Adding SD is the lowest cost and easiest approach, the increased board cost is minimal and the cost of a connector is only a few $.
microSD can be handled with use of an adapter. There might not be any reason to consider a dedicated microSD slot unless board space were an issue.
USB Mass Storage (Flash drive or Hard Drive)
A character display would likely be included as an addon. It would be valuable to have some feedback during a print, especially if external storage is used and standalone operation is desired. This may be implemented as an addon module to the base electronics as a plugin type character display is pretty easy to obtain and implement.
A 4 direction mini joystick might be an option. Also considering PCB with capacitive touch points. This would be cool but not necessarily "better"
Buzzer, Beeper, Speaker
Some type of audible notification would be nice. One consideration is alarms if something goes drastically wrong that the printer can detect. Also in conjunction with a user interface some feedback is nice (especially when using not haptic inputs like capacitive touch sensors)

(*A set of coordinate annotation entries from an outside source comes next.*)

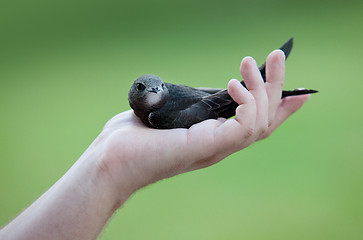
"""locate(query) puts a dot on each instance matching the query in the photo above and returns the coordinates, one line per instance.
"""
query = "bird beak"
(154, 90)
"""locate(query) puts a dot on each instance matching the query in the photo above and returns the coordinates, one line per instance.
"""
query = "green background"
(66, 67)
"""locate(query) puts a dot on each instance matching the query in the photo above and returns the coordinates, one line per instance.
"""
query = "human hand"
(134, 155)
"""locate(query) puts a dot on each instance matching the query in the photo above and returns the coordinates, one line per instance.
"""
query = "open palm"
(145, 155)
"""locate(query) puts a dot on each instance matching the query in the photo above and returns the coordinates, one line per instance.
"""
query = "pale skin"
(127, 155)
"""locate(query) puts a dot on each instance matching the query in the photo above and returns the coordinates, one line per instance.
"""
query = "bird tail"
(286, 48)
(295, 92)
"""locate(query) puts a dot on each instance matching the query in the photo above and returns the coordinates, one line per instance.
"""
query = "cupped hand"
(134, 155)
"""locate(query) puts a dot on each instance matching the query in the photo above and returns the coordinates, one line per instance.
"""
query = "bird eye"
(140, 86)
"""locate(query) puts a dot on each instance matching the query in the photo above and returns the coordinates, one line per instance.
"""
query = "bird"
(163, 105)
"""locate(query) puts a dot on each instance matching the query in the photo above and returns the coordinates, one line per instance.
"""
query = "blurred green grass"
(66, 68)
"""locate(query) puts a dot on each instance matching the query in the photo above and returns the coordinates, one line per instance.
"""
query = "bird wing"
(209, 107)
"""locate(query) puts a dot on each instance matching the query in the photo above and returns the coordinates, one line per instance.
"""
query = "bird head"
(148, 92)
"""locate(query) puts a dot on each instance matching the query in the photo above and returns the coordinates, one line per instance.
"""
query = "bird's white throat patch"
(153, 98)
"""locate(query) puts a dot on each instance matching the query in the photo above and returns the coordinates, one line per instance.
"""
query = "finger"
(275, 75)
(254, 82)
(287, 107)
(234, 132)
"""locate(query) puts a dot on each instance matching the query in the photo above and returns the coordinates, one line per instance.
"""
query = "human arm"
(128, 155)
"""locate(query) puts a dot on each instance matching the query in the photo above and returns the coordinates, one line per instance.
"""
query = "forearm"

Thermal switches, redundant temperature sensing or some type of overheat protection is advisable. Consideration of max torque and current limits will also be important to avoid physical damage to the system, or injury. In general you should only apply enough torque to move the axes with some headroom.
Loss of Filament
This isn't strictly safety, but it would be darn nice to know when you run out of filament instead of printing nothing for an extra hour.